5.1. PT Perkebunan Nusantara VI Persero PTPN VI Kebun Ophir 5.1.1. Sejarah Ringkas Kebun Ophir di Kabupaten Pasaman Barat Propinsi Sumatera Barat sudah ada sejak masa penjajahan Belanda yang pada waktu itu disebut Onderneming Ophir . Pada tahun 1932 Onderneming Ophir dengan lahan seluas 4.600 Ha ditanami kelapa sawit dan kopi secara besar-besaran oleh perusahaan NV Kultuur Maatschapply Ophir yang berpusat di Amsterdam Belanda. Tahun 1942, Belanda menyerah kepada Jepang sehingga kebun Ophir dikuasai oleh Jepang sampai Indonesia merdeka tahun 1945. Masuknya Jepang ke Indonesia menyebabkan Onderneming Ophir terganggu keberlanjutannya, tanaman rusak berat, sebagian besar peralatan dan perlengkapan tidak dapat dipergunakan lagi. Tahun 1955 kebun Ophir dibeli oleh Departemen Hankam RI dari pihak konsesi Belanda. Rencana membuka kembali kebun Ophir gagal karena terjadi pemberontakan PRRI. Pemberontakan PRRI menyebabkan bekas puing-puing peninggalan Belanda yang masih ada menjadi hancur sehingga segala peralatan kebun Ophir tidak dapat dipergunakan lagi.

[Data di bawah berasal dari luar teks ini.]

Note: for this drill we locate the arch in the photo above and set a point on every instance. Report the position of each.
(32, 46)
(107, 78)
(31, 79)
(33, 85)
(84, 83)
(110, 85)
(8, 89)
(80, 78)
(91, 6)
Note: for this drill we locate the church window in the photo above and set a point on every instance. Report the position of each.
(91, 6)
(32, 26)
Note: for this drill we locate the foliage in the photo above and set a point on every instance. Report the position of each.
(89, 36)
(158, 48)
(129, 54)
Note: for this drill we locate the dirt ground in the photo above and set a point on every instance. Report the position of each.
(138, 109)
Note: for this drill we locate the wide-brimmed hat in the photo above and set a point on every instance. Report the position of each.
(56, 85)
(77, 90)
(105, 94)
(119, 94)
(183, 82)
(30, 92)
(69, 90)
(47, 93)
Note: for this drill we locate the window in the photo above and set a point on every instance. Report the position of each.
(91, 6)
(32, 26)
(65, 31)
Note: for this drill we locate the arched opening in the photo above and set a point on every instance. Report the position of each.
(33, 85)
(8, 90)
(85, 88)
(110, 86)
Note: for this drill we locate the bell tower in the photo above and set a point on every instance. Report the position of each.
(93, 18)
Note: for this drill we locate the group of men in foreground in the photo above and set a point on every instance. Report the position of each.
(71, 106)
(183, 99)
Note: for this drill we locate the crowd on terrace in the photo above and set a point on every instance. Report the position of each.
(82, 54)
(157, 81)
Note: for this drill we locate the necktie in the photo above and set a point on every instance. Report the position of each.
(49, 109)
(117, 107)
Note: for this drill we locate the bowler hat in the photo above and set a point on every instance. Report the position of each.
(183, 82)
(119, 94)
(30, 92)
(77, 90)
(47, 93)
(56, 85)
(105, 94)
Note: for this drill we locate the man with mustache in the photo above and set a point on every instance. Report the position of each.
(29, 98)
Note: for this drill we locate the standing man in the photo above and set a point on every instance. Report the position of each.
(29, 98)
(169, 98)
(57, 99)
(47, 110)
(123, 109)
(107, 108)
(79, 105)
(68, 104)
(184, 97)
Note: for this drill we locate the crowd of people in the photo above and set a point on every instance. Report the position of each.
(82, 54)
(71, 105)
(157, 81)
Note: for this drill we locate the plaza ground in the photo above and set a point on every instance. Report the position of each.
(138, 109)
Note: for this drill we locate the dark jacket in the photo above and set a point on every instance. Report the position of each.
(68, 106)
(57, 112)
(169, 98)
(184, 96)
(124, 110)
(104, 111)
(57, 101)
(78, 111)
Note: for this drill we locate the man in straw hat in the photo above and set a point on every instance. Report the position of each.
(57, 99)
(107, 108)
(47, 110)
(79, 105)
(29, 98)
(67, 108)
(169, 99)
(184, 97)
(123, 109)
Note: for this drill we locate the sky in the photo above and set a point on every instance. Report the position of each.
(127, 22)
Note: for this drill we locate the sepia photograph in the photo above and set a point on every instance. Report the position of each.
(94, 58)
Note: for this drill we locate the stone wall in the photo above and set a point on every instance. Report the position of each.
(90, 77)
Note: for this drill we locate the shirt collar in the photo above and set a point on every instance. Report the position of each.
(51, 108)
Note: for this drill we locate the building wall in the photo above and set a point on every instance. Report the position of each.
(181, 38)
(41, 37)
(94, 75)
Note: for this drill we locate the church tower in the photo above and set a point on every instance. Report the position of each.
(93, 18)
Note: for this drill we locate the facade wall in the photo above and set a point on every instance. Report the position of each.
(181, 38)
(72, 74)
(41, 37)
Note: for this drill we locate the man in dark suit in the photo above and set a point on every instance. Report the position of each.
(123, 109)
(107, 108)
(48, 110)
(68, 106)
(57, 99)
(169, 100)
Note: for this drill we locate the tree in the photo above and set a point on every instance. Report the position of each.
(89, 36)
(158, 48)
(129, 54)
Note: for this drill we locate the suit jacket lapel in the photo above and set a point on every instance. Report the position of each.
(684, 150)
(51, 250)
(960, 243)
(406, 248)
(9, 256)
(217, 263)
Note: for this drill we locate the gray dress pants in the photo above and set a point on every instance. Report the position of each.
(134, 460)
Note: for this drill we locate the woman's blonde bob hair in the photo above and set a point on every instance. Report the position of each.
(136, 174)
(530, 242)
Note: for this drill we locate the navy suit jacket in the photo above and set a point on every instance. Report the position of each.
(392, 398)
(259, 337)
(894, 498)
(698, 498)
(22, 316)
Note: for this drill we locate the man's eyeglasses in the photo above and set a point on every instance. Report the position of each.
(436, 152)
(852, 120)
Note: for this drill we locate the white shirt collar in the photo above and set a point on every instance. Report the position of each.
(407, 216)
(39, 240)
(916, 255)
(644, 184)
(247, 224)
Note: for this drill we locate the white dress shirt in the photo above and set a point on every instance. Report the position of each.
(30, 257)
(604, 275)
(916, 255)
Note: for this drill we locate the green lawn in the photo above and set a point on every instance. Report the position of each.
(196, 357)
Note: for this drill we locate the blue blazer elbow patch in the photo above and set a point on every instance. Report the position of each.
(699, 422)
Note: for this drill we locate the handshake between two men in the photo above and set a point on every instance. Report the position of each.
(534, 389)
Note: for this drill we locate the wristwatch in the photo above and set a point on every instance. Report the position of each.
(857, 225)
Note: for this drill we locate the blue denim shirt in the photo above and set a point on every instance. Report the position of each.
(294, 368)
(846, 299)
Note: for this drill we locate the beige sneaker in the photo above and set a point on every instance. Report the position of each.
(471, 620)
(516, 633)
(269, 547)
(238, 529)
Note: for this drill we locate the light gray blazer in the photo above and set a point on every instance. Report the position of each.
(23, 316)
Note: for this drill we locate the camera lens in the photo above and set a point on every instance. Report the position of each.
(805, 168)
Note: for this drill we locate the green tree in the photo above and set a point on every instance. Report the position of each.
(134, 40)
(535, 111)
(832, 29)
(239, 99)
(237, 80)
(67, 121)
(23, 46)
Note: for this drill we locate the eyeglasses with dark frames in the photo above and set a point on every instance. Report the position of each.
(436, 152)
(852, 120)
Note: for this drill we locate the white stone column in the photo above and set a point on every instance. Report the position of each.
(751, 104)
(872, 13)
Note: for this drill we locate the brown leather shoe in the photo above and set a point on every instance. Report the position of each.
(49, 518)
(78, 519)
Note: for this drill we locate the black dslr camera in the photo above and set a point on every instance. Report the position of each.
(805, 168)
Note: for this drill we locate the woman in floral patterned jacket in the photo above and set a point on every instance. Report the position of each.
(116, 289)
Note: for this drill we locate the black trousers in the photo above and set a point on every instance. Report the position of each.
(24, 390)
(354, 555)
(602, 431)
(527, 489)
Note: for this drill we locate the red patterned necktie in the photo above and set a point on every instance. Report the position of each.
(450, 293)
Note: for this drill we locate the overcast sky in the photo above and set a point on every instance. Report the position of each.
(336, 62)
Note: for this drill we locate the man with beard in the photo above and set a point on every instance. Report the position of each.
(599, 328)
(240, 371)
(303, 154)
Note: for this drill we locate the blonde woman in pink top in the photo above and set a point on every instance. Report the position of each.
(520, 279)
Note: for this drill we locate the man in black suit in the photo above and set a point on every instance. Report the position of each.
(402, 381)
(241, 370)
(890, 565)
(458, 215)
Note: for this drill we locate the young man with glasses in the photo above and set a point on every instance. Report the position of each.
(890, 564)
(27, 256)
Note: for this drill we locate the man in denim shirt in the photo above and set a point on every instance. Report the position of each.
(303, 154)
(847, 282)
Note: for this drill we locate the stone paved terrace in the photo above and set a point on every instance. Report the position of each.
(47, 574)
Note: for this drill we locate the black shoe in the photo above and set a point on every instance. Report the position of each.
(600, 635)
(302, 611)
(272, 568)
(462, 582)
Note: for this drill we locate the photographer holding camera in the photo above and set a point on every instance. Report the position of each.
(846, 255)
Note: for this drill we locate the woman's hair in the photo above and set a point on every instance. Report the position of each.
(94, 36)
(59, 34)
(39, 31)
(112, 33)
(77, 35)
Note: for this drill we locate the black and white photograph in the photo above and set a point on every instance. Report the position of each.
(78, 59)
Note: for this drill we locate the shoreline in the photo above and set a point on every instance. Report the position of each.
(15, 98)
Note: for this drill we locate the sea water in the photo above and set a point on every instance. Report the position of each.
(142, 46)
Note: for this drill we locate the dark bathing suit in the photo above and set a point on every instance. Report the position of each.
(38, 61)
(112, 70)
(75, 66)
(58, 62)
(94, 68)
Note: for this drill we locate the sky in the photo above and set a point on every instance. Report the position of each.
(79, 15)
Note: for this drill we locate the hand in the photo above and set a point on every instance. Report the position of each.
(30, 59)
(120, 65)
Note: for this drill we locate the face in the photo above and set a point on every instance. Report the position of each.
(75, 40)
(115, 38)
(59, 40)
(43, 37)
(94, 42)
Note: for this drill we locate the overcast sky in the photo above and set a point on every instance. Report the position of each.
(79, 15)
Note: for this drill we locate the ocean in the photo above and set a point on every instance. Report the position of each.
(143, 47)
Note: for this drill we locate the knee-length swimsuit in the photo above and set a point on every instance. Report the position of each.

Setelah pemberontakan usai banyak pihak perusahaan swasta yang berusaha mengelola kebun Ophir, tetapi belum berhasil karena memerlukan modal dan tenaga ahli yang cukup besar. Keadaan ini berlangsung hingga tahun 1970-an, ketika pemerintah Indonesia mulai memikirkan strategi pengembangan perkebunan kelapa sawit dari daerah yang potensial.